Bulimia and Acid Reflux

These are very destructive to the enamel. Slowly they erode the enamel away from the teeth at the gum line and sometimes at the back of the teeth where it is not visible. Teeth will slowly get thinner and thinner and chip away very easily. This not only causes esthetic problems- it causes severe functional problems as well. If this destructive process is not corrected the bite can collapse and cause severe jaw problems. If corrected soon enough, bonding can be done to cover exposed areas of teeth. If more than 25% of the tooth has eroded, porcelain veneers need to be designed to protect the underlying dentin and correct the bite problems that may have occurred. Ultimately, the acid level in the mouth has to be regulated by a gastroenterologist.

 

Swimmers

Swimming in overly chlorinated pools can wear away the enamel in people who swim quite frequently (i.e. daily). We have seen severe cases of this. We recommend that you have your teeth checked frequently and letting your dentist know that you swim in a chlorinated pool. Fluoride treatments can be given to help keep the teeth strong and swimming with a well adapted and custom fitted mouth guard can minimize exposure of teeth to chlorine.

 

Enamel/Dentin Hypoplasia

Localized enamel hypoplasia refers to individual teeth that have hypo-plastic, hypo-calcified or hypo-mineralized areas on a tooth resulting from infection or trauma. It can vary from a mild to a severe form in which pitting and irregularity may be extensive in the crown. Developmental (amelogenesis imperfecta), systemic disturbances and nutritional deficiencies during infancy or metabolic disturbances during prenatal or neonatal life can cause hypoplasia. Tetracycline exposure, excessive ingestion of fluoride and high body temperature (fever) has also been implicated in enamel defects. Treatment options include crowns and veneers (if enough enamel remains) to protect the teeth from chipping and breaking as well as to improve overall esthetics, reduce sensitivity and restore function.

 

Soda/Citrus Drink Overuse

One of the ingredients in soda drinks (diet Coke, Pepsi, Mountain Dew, etc) is phosphoric acid. Phosphoric acid is caustic to enamel.
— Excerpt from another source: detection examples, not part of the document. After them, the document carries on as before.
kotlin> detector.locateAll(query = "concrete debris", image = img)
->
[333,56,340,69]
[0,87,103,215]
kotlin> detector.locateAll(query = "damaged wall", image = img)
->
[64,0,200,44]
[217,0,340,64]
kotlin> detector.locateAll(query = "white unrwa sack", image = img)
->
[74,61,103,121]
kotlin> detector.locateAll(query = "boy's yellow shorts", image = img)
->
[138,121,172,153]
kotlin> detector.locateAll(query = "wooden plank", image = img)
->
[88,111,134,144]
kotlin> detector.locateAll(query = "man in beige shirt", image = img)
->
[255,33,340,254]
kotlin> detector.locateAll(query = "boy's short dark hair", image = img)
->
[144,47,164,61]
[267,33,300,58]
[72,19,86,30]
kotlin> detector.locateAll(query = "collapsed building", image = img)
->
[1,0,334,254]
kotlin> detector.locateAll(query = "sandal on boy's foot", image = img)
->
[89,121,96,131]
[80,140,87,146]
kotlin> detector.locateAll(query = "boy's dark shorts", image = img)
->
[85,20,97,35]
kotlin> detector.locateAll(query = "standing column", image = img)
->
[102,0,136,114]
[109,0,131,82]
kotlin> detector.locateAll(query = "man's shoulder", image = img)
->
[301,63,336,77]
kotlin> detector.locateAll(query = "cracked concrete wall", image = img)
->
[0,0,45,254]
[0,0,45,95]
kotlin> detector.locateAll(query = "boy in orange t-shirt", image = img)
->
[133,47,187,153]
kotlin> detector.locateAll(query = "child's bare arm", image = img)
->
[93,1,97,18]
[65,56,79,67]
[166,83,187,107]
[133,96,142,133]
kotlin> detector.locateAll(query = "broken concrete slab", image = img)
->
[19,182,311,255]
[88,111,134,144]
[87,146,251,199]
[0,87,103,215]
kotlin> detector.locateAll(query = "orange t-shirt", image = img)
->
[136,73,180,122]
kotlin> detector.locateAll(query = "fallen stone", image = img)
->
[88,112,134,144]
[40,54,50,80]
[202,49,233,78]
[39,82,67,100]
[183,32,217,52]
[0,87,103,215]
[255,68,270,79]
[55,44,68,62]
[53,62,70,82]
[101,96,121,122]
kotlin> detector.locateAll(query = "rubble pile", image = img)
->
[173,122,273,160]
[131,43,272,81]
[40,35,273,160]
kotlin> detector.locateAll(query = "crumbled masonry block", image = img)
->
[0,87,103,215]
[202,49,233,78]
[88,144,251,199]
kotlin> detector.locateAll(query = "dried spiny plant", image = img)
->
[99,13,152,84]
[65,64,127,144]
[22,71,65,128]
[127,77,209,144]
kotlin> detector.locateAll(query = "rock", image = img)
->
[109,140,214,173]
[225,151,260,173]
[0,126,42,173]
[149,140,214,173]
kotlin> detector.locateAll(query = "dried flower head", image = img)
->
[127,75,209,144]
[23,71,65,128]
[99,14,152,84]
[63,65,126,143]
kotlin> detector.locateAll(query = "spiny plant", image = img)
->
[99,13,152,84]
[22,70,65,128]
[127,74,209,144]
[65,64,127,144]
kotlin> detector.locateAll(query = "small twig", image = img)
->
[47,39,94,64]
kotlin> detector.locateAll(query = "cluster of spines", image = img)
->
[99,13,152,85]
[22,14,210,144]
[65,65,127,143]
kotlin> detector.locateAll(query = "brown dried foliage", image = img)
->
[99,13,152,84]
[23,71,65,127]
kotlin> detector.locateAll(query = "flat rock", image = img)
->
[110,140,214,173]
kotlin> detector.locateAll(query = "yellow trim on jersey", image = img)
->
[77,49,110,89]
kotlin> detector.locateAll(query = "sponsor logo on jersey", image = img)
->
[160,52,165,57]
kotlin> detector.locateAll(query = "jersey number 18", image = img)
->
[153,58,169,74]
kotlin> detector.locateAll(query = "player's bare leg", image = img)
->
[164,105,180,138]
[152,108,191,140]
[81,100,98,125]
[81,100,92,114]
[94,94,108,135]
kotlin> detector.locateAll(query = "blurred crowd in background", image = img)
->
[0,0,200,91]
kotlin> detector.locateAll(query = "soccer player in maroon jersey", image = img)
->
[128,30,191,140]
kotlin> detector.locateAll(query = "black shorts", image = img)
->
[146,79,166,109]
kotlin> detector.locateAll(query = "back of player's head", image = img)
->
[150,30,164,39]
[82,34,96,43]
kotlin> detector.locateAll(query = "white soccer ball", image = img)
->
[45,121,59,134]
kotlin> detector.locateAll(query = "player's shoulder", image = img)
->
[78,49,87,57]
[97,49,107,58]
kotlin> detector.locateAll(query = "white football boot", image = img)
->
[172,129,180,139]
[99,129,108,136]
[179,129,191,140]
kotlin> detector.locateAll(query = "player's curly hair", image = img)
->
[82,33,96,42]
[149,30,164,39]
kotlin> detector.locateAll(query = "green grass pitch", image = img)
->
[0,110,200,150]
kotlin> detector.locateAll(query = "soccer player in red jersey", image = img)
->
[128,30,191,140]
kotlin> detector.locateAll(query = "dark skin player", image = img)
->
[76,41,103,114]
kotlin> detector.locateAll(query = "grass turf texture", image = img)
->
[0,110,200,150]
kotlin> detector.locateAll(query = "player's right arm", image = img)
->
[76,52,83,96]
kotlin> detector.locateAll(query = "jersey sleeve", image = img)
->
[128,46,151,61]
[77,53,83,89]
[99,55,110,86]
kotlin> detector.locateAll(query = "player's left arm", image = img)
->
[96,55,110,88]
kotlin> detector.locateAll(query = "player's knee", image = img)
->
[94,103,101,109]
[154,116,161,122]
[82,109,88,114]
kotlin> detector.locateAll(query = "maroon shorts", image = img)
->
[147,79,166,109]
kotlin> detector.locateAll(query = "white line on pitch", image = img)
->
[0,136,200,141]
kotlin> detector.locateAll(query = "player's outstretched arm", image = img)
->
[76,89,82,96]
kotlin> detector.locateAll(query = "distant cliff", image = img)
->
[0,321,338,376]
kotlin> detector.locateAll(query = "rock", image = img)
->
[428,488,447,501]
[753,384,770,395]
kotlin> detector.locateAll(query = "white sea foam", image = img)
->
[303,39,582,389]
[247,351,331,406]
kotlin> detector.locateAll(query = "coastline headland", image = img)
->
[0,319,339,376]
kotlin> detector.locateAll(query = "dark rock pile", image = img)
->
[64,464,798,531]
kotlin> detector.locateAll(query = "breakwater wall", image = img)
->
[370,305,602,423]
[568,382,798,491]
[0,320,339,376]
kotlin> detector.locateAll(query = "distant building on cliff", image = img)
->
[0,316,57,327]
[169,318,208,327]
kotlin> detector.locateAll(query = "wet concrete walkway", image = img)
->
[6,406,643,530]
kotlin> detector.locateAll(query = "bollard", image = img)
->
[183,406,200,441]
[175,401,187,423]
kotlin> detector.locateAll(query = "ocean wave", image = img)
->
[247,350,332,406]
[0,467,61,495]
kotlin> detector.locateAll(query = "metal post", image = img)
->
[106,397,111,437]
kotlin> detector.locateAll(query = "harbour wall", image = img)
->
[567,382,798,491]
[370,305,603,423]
Citrus drinks have citric acid in them which is also caustic to enamel. Bathing the mouth in orange juice or soda, especially when sipping it slowly and allowing it to stay in the mouth too long can cause the enamel to slowly wear. Sucking on lemon wedges is also a way to breakdown the enamel on your teeth. If too much breakdown of enamel occurs, we have to consider treatment options to rebuild the lost tooth surface and the resultant sensitivity, loss of function and loss of esthetics.